Neuroinflammation has been implicated in amyotrophic lateral sclerosis (ALS) and can be visualized using translocator protein (TSPO) radioligands. To become a reliable pharmacodynamic biomarker for ALS multicenter trials, TSPO radioligands have some challenges to overcome. We aimed to investigate whether multicenter data pooling of different TSPO tracers (C-11-PBR28 and F-18-DPA714) is feasible, after validation of an established C-11-PBR28 PET pseudo reference analysis technique for F-18-DPA714. Methods: Seven ALS patients from Belgium (58.9 +/- 6.7 y old, 5 men and 2 women), 8 healthy volunteers from Belgium (52.1 +/- 15.2 y old, 3 men and 5 women), 7 ALS patients from the United States (53.4 +/- 9.8 y old, 5 men and 2 women), and 7 healthy volunteers from the United States (54.6 +/- 9.6 y old, 4 men and 3 women) from a previously published study underwent dynamic F-18-DPA714 (Leuven, Belgium) or C-11-PBR28 (Boston, Massachusetts) PET/MRI. For F-18-DPA714, maps of total volume of distribution (V-T) were compared with SUV ratio (SUVR) images from 40 to 60 min after injection (SUVR40-60) calculated using the pseudo reference regions cerebellum, occipital cortex, and whole brain (WB) without ventricles. For C-11-PBR28, SUVR images from 60 to 90 min after injection using the WB without ventricles were calculated. Results: In line with previous studies, increased F-18-DPA714 uptake (17.0% +/- 5.6%) in primary motor cortices was observed in ALS subjects, as measured by both V-T and SUVR40-60 approaches.

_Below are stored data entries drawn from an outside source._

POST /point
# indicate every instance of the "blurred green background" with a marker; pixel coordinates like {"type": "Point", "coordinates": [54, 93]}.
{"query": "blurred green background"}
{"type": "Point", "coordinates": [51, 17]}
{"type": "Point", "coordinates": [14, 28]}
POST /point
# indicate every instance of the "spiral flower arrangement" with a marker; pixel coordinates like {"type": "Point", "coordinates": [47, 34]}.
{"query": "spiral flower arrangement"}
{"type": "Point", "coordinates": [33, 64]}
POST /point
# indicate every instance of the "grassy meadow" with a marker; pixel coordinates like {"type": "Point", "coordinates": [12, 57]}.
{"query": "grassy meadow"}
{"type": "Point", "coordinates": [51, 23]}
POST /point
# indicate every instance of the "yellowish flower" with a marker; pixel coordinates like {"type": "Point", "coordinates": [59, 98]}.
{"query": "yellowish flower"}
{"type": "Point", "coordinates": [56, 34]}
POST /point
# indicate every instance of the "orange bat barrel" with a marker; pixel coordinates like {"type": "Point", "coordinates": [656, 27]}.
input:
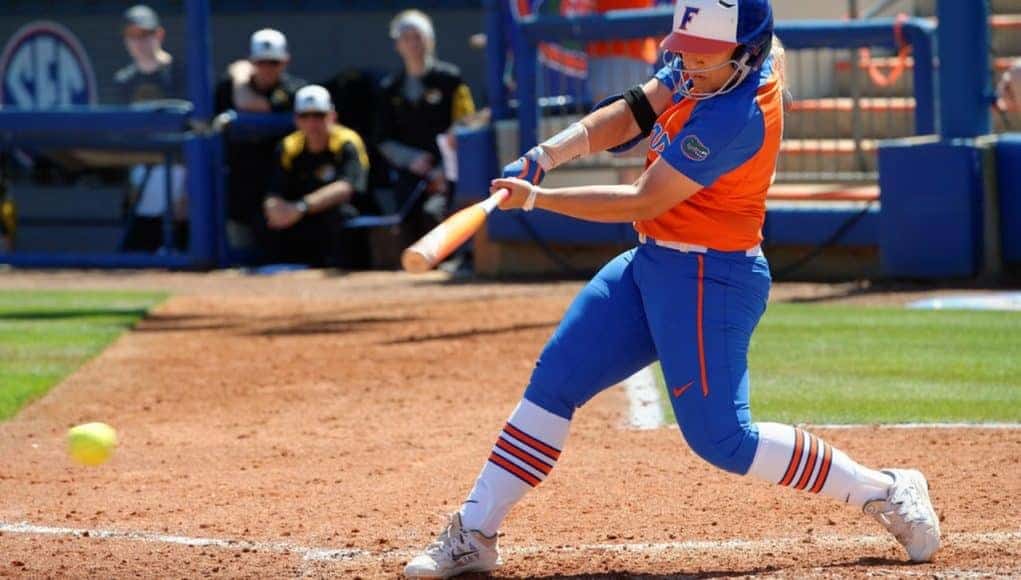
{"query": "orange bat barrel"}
{"type": "Point", "coordinates": [448, 236]}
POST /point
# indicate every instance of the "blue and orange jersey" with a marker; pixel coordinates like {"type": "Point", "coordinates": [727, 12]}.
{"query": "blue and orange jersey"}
{"type": "Point", "coordinates": [729, 145]}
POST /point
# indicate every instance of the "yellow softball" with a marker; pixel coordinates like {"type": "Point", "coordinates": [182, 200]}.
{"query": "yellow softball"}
{"type": "Point", "coordinates": [91, 443]}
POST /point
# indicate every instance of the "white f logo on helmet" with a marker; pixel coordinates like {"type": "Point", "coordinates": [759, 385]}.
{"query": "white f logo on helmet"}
{"type": "Point", "coordinates": [711, 27]}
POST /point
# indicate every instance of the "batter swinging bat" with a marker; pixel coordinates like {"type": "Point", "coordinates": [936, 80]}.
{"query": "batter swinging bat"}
{"type": "Point", "coordinates": [448, 236]}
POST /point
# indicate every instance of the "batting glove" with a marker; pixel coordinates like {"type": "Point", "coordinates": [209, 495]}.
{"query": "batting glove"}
{"type": "Point", "coordinates": [527, 166]}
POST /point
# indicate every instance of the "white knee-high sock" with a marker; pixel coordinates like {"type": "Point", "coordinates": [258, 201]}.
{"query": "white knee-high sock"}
{"type": "Point", "coordinates": [524, 454]}
{"type": "Point", "coordinates": [787, 455]}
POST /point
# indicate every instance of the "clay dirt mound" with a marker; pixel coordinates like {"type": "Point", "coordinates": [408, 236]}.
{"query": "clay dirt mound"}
{"type": "Point", "coordinates": [323, 428]}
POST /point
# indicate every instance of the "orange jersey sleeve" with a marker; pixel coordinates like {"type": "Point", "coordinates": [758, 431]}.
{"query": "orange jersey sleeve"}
{"type": "Point", "coordinates": [728, 144]}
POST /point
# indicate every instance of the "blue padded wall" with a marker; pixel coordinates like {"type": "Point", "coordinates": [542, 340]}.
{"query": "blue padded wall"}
{"type": "Point", "coordinates": [931, 223]}
{"type": "Point", "coordinates": [1009, 181]}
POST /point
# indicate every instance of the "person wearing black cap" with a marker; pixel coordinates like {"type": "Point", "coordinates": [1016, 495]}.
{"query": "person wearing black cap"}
{"type": "Point", "coordinates": [152, 76]}
{"type": "Point", "coordinates": [420, 104]}
{"type": "Point", "coordinates": [321, 172]}
{"type": "Point", "coordinates": [259, 84]}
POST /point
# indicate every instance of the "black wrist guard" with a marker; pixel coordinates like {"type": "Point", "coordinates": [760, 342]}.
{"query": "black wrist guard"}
{"type": "Point", "coordinates": [640, 108]}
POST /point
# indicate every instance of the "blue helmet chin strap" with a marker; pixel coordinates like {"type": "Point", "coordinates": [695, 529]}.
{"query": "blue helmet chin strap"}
{"type": "Point", "coordinates": [685, 86]}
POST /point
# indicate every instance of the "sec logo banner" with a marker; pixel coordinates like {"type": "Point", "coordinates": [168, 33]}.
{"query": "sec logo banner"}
{"type": "Point", "coordinates": [44, 66]}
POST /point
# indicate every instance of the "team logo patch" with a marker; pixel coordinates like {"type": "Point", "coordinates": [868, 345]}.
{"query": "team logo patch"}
{"type": "Point", "coordinates": [694, 149]}
{"type": "Point", "coordinates": [659, 141]}
{"type": "Point", "coordinates": [326, 173]}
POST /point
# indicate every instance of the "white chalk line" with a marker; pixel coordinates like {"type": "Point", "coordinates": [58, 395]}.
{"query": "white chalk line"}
{"type": "Point", "coordinates": [645, 411]}
{"type": "Point", "coordinates": [353, 554]}
{"type": "Point", "coordinates": [644, 402]}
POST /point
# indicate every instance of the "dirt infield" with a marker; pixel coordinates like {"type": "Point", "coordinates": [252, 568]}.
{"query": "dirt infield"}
{"type": "Point", "coordinates": [322, 427]}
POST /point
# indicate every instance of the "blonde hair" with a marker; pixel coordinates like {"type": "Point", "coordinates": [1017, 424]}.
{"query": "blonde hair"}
{"type": "Point", "coordinates": [415, 18]}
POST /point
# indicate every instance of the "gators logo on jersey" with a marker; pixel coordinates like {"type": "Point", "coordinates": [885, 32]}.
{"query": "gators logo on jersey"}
{"type": "Point", "coordinates": [659, 141]}
{"type": "Point", "coordinates": [694, 149]}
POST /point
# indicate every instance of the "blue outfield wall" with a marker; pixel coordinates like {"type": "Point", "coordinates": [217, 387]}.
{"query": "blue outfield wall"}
{"type": "Point", "coordinates": [932, 195]}
{"type": "Point", "coordinates": [1009, 184]}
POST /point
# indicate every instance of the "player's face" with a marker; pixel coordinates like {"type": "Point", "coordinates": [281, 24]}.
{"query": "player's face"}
{"type": "Point", "coordinates": [314, 124]}
{"type": "Point", "coordinates": [709, 71]}
{"type": "Point", "coordinates": [141, 43]}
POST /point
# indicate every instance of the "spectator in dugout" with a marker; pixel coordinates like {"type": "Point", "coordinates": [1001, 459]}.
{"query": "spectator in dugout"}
{"type": "Point", "coordinates": [1009, 89]}
{"type": "Point", "coordinates": [259, 84]}
{"type": "Point", "coordinates": [419, 105]}
{"type": "Point", "coordinates": [616, 63]}
{"type": "Point", "coordinates": [152, 77]}
{"type": "Point", "coordinates": [321, 172]}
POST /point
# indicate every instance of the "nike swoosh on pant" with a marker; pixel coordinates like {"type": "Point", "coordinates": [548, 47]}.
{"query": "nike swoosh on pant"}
{"type": "Point", "coordinates": [678, 391]}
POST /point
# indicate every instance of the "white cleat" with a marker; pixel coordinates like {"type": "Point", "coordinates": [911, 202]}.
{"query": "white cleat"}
{"type": "Point", "coordinates": [456, 550]}
{"type": "Point", "coordinates": [907, 513]}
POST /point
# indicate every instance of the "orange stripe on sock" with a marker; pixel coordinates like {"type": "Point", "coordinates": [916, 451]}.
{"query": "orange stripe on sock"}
{"type": "Point", "coordinates": [810, 464]}
{"type": "Point", "coordinates": [795, 457]}
{"type": "Point", "coordinates": [532, 442]}
{"type": "Point", "coordinates": [823, 471]}
{"type": "Point", "coordinates": [701, 343]}
{"type": "Point", "coordinates": [524, 475]}
{"type": "Point", "coordinates": [539, 466]}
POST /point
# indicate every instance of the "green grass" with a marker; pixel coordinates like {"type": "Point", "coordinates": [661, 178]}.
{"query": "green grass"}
{"type": "Point", "coordinates": [813, 364]}
{"type": "Point", "coordinates": [46, 335]}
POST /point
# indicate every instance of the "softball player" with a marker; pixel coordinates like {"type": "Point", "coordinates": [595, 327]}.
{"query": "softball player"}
{"type": "Point", "coordinates": [689, 295]}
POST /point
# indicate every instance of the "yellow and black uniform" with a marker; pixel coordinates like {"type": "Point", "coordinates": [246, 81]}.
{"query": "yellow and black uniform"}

The highest sensitivity was found for SUVR calculated using the WB without ventricles (average cluster, 21.6% +/- 0.1%). F-18-DPA714 VT ratio was highly correlated with the SUVR40-60 (r > 0.8, P < 0.001). A similar pattern of increased uptake (average cluster, 20.5% +/- 0.5%) in the primary motor cortices was observed in ALS subjects for C-11-PBR28 SUVR calculated using the WB without ventricles. Analysis of the F-18-DPA714 and C-11-PBR28 data together resulted in a more extensive pattern of significantly increased glial activation bilaterally in the primary motor cortices. Conclusion: The same pseudo reference region analysis technique for C-11-PBR28 PET can be extended toward F-18-DPA714 PET. Therefore, in ALS, standardized analysis across these 2 tracers enables pooling of TSPO PET data across multiple centers and increases the power of TSPO as a biomarker for future therapeutic trials.